You no doubt read about one of the great Christmas Wishes of all time over last year’s holidays. Today on JacoBLOG, Saga EVP Steve Goldstein provides some perspective about this beyond-buzzworthy event and raises some important questions about the changing nature of what is “real time.”
Right behind “twerking” in the verbal lexicon of 2013 is “it’s gone viral.”
After 20 years of granting Christmas Wishes of all types on our Des Moines Hot AC station KSTZ/Star 102.5, we had a wish like we had never seen before. In the past, we’ve helped out with medical needs, getting the heat turned back on, or arranging a bicycle for little Bobby – but we knew this one was different.
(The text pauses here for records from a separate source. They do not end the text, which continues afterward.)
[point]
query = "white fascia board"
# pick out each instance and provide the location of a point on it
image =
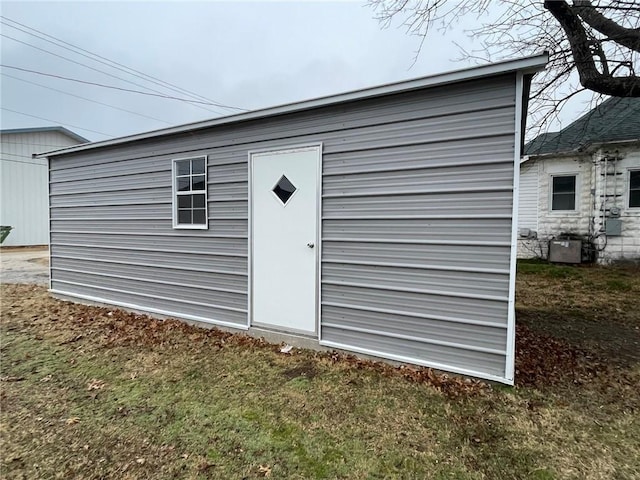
(526, 65)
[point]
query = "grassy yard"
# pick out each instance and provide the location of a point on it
(98, 393)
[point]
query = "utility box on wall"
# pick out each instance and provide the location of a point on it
(565, 251)
(613, 227)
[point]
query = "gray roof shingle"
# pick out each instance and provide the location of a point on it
(616, 119)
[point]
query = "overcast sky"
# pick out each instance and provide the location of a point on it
(242, 54)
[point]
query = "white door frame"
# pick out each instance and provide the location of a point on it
(318, 240)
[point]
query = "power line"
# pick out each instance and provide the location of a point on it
(20, 161)
(95, 69)
(101, 84)
(29, 143)
(84, 98)
(55, 121)
(109, 62)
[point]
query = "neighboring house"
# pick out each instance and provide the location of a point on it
(584, 181)
(378, 221)
(24, 199)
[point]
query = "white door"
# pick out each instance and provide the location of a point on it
(284, 238)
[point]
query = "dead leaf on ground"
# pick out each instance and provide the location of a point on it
(96, 384)
(264, 470)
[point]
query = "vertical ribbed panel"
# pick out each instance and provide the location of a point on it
(416, 223)
(23, 202)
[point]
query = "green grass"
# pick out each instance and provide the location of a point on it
(137, 398)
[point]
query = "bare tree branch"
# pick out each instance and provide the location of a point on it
(590, 77)
(628, 37)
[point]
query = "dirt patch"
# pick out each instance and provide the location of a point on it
(40, 261)
(306, 369)
(589, 307)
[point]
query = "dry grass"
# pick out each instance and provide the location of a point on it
(96, 393)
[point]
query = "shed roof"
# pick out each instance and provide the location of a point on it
(614, 120)
(526, 65)
(60, 129)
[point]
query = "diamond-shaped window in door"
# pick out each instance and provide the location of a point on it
(284, 189)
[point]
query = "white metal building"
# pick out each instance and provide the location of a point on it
(24, 196)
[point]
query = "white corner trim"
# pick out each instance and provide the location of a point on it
(511, 313)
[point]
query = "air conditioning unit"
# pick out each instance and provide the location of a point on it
(565, 251)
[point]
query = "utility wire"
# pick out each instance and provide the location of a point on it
(101, 71)
(100, 84)
(20, 161)
(55, 121)
(84, 98)
(111, 63)
(31, 144)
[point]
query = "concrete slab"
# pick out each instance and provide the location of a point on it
(24, 265)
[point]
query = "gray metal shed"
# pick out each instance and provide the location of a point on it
(380, 221)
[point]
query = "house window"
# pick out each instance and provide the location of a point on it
(634, 189)
(190, 193)
(563, 193)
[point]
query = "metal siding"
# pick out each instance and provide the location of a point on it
(23, 202)
(416, 209)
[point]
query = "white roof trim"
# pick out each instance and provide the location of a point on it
(526, 65)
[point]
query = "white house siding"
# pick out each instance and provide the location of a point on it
(626, 246)
(590, 207)
(24, 194)
(528, 205)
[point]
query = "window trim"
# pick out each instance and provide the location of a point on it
(174, 195)
(576, 195)
(628, 185)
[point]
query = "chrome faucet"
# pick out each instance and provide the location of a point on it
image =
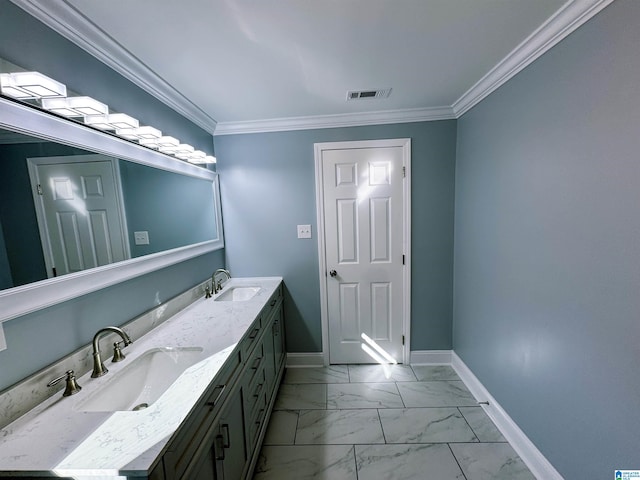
(216, 287)
(98, 367)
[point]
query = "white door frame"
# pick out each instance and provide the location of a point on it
(34, 162)
(405, 143)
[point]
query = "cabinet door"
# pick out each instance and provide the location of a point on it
(278, 338)
(231, 451)
(269, 359)
(204, 465)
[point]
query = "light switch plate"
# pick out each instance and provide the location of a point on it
(141, 238)
(304, 231)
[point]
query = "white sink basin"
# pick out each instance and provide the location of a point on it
(142, 382)
(238, 294)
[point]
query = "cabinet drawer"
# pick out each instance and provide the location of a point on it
(251, 338)
(254, 392)
(254, 425)
(254, 363)
(192, 432)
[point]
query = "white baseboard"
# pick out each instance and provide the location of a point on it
(431, 357)
(295, 360)
(528, 452)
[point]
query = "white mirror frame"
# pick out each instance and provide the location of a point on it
(18, 301)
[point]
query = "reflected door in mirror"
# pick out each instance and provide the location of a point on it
(79, 211)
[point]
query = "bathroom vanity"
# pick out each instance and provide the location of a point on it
(191, 400)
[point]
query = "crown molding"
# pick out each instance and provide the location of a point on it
(336, 121)
(71, 24)
(571, 16)
(68, 22)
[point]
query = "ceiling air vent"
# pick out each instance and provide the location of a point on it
(364, 94)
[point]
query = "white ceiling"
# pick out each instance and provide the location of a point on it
(240, 61)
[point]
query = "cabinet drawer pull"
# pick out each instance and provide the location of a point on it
(219, 448)
(256, 363)
(227, 443)
(257, 390)
(222, 389)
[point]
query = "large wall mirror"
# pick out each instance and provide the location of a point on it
(56, 243)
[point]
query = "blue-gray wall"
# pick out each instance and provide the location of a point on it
(35, 340)
(268, 187)
(5, 272)
(43, 50)
(547, 247)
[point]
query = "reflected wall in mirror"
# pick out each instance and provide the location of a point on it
(172, 203)
(65, 209)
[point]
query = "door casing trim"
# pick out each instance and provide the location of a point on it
(405, 144)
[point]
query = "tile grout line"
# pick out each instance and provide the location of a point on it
(469, 425)
(456, 459)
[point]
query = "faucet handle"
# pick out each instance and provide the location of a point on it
(118, 356)
(72, 386)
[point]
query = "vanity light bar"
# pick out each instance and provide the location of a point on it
(183, 151)
(205, 159)
(168, 142)
(149, 142)
(111, 121)
(35, 85)
(146, 133)
(26, 85)
(75, 106)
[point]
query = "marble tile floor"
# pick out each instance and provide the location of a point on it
(369, 422)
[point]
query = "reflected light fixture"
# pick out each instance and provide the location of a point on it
(148, 133)
(75, 106)
(168, 144)
(183, 151)
(201, 158)
(27, 85)
(111, 121)
(149, 142)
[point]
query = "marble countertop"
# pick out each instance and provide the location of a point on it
(56, 439)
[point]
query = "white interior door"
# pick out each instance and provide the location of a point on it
(363, 223)
(79, 211)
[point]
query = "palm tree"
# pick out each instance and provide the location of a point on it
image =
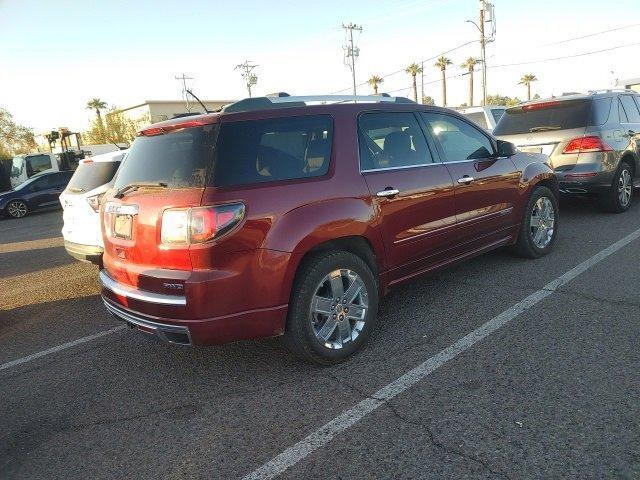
(527, 80)
(470, 64)
(374, 81)
(442, 64)
(97, 105)
(414, 69)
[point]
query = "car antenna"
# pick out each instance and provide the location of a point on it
(199, 101)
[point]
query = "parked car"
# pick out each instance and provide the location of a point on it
(281, 216)
(23, 167)
(487, 117)
(81, 203)
(37, 193)
(593, 141)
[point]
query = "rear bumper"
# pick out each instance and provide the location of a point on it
(125, 303)
(85, 253)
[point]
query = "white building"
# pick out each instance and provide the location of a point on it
(152, 111)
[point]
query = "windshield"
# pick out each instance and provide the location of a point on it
(180, 159)
(92, 175)
(16, 166)
(553, 115)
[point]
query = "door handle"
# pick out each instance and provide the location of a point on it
(388, 192)
(466, 180)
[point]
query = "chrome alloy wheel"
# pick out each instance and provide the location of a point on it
(625, 187)
(542, 222)
(17, 209)
(339, 308)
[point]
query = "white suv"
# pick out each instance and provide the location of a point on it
(81, 204)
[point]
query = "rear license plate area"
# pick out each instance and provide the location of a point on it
(122, 226)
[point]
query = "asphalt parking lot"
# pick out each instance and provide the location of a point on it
(553, 393)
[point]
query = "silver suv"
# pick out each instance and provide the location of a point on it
(592, 140)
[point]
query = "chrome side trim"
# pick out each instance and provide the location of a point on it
(158, 328)
(404, 167)
(137, 294)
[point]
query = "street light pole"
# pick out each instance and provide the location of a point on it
(483, 47)
(352, 51)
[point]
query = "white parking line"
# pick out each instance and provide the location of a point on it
(64, 346)
(342, 422)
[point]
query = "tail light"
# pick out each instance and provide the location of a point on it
(184, 226)
(94, 202)
(587, 144)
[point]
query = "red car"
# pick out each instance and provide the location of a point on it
(293, 215)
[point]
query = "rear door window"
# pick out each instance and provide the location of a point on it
(270, 150)
(545, 116)
(92, 175)
(391, 140)
(38, 163)
(497, 114)
(630, 108)
(600, 111)
(477, 118)
(459, 140)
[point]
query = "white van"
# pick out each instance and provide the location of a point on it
(81, 204)
(23, 167)
(485, 117)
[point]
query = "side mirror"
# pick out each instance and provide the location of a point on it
(506, 149)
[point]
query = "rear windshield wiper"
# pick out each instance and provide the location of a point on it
(134, 186)
(545, 128)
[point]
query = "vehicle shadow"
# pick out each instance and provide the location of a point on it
(29, 261)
Brenda Schmitz wrote us a heartfelt wish for her husband and four children one month before passing away from ovarian cancer two years ago. It was to be delivered by a good friend if her husband had found a new love and was about to get married.
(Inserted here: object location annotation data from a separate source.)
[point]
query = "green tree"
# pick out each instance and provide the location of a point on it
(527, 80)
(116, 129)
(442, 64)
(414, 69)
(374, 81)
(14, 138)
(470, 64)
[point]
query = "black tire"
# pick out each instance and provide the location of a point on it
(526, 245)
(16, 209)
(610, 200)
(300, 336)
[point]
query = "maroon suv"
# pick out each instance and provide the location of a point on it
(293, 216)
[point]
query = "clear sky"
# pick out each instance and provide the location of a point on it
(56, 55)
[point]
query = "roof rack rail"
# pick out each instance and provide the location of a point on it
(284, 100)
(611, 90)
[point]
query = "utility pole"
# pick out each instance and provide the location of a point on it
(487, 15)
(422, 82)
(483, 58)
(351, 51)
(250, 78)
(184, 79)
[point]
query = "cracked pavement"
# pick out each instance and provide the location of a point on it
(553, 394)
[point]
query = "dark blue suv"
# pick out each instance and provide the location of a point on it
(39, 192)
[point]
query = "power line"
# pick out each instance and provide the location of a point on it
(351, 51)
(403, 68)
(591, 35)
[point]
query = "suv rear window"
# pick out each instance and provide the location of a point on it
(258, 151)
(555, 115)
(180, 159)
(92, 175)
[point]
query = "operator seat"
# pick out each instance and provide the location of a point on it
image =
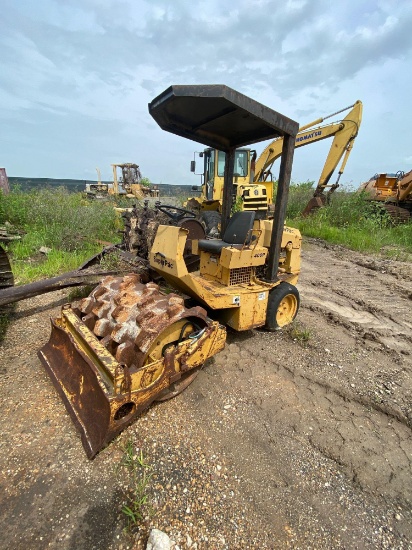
(235, 235)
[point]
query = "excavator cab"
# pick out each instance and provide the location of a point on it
(128, 344)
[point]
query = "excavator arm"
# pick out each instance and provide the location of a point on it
(343, 132)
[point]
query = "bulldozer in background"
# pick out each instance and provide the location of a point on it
(253, 177)
(129, 344)
(393, 192)
(127, 181)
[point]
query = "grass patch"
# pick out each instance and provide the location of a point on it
(64, 222)
(135, 469)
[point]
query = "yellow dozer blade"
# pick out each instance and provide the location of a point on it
(121, 348)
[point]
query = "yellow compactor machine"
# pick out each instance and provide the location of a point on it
(128, 344)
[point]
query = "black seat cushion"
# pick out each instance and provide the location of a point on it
(236, 233)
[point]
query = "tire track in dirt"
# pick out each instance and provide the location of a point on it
(374, 449)
(371, 301)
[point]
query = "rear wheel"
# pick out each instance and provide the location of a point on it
(283, 306)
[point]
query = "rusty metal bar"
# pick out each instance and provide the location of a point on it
(72, 278)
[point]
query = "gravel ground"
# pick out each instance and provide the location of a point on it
(295, 439)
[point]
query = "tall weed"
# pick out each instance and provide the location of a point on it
(64, 222)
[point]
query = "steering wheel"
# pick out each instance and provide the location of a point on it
(175, 213)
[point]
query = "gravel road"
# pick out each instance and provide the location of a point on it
(295, 439)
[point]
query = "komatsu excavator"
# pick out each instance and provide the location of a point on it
(253, 178)
(128, 344)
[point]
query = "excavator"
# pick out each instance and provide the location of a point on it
(253, 178)
(393, 192)
(128, 344)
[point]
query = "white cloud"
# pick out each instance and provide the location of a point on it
(90, 67)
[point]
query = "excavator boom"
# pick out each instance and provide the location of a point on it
(343, 132)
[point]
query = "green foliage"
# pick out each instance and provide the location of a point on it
(135, 469)
(57, 219)
(352, 221)
(146, 182)
(299, 196)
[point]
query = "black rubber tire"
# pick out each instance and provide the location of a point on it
(211, 219)
(283, 306)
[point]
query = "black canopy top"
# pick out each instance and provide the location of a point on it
(218, 116)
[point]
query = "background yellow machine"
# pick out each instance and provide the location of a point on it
(253, 180)
(393, 192)
(128, 343)
(127, 181)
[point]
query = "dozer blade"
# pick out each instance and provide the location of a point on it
(122, 348)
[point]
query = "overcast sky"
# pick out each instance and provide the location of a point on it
(77, 75)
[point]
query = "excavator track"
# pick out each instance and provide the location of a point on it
(126, 345)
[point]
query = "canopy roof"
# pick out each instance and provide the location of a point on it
(218, 116)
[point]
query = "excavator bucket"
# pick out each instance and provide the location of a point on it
(120, 349)
(314, 204)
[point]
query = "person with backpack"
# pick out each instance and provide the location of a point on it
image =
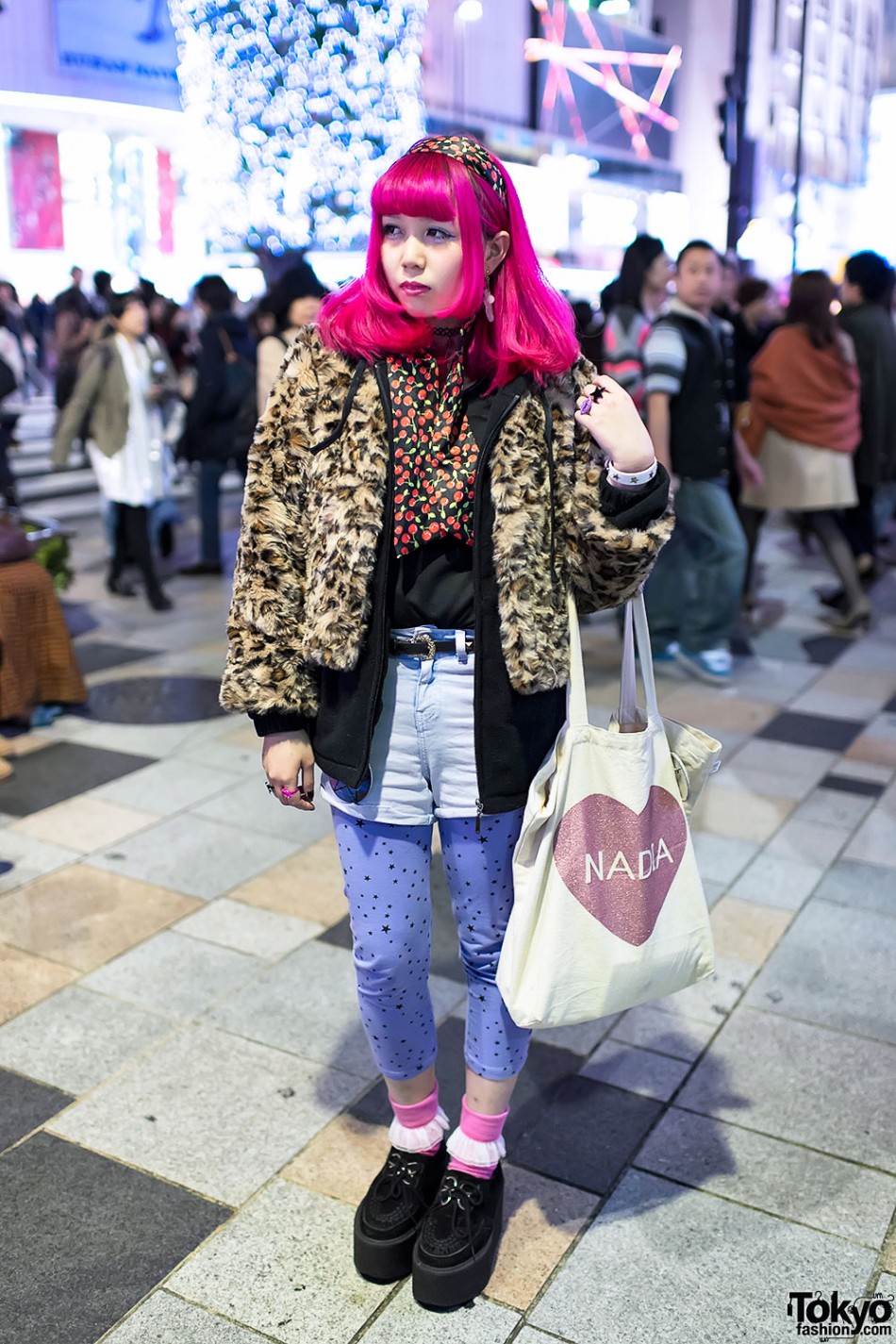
(693, 595)
(423, 492)
(630, 304)
(222, 413)
(120, 394)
We called David Schmitz into the radio station where our morning hosts Ken and Colleen read the wish. It was a story for the holidays with great audio and video – well-orchestrated by our Brand Manager Scott Allen.
If you haven’t seen it, here’s the way it happened on the air:
>EMAIL RECIPIENTS: CLICK HERE TO WATCH STAR 102.5/BRENDA’S SCHMITZ’S CHRISTMAS WISH<
The entire trajectory of outside coverage was fascinating to watch unfold. The local CBS-TV affiliate picked up the story. Gannett’s Des Moines Register ran it. Shortly after, the hot website BuzzFeed got a hold of the story: 750,000 views, then 2 million, then 3 million ….. at 5 million views, sites from around the world picked it up – front page of the NY Daily News, Huffington Post, various sites in the UK, hundreds of thousands of shares on Facebook.
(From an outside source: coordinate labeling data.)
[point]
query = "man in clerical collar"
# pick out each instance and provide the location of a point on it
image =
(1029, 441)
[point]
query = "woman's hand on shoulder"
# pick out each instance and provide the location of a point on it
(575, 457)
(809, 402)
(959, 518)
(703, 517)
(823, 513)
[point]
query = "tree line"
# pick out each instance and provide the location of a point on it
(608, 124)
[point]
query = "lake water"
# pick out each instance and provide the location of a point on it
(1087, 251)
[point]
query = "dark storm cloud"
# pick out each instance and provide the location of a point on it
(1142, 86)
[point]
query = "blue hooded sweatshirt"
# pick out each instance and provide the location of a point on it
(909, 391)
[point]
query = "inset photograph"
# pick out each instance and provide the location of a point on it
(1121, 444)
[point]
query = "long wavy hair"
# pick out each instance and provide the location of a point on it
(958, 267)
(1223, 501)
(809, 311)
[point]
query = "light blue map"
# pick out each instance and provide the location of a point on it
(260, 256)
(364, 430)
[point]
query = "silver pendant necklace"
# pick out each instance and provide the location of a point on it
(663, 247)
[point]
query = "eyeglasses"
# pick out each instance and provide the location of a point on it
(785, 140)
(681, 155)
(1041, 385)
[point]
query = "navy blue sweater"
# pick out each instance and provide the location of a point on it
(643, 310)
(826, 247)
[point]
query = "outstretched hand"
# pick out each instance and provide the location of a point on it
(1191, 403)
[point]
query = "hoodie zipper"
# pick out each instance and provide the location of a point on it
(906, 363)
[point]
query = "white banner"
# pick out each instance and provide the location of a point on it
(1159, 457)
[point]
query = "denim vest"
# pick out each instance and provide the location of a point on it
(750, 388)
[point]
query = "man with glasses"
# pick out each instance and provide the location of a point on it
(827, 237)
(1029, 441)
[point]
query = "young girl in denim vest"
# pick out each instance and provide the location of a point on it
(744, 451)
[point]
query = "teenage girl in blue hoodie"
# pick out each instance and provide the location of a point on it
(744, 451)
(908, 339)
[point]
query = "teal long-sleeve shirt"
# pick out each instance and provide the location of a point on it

This story was the definition of viral. It was Top 10 on You Tube for three days. The story appeared on over 51,000 blogs worldwide, running the gamut from “mommy” blogs to Harley blogs to soccer teams to Christian, atheist, Buddhist, and Muslim sites. The array and diversity of audiences was astounding, underscoring the widespread appeal of Brenda and David’s story.
We granted the wish on air Friday and by Saturday it was everywhere – everywhere except for most legacy media. That blew us away. Where were the “big boys?” Finally on Sunday – 6 million BuzzFeed views later – we started getting calls from the networks. Good Morning America wanted a piece for Monday. CBS for Monday morning. NBC was thinking about Sunday night and The Today Show on Monday. CNN wanted it for Friday but didn’t air it until Sunday.
The lack of urgency at the TV network level astounded us. Maybe it was because it was the weekend with less staff on hand. Is it possible the story wasn’t really that big? Not a chance. BuzzFeed, now over 8 million. We had estimates with sites around the world at 20-30 million views and shares.
Maybe in a viral media world, traditional media outlets are just too slow to react. A major TV network personality told me recently a defining moment for his organization occurred when a Korean jet went down on a summer Saturday in San Francisco this past year. People were tweeting and making Facebook posts from the plane and terminal while TV stations waited for upwards of 30 minutes for the remote trucks to arrive from the airport and from their downtown studios.
News is moving faster than ever. Social media has forever changed the cycle and it leads one to wonder how slow all legacy media is perceived. Radio included.
Too often, I hear stories from our markets about stations that didn’t pivot during a major storm, or were “in the can” during a breaking local story.
To be relevant in an accelerated news cycle, we need to be nimble and in-the-moment just like the Internet. Our Christmas Wish tale exposed vulnerabilities which potentially damage our relevance and hipness. It was a wakeup call for our crew, and a thrill ride to see all of this unfold.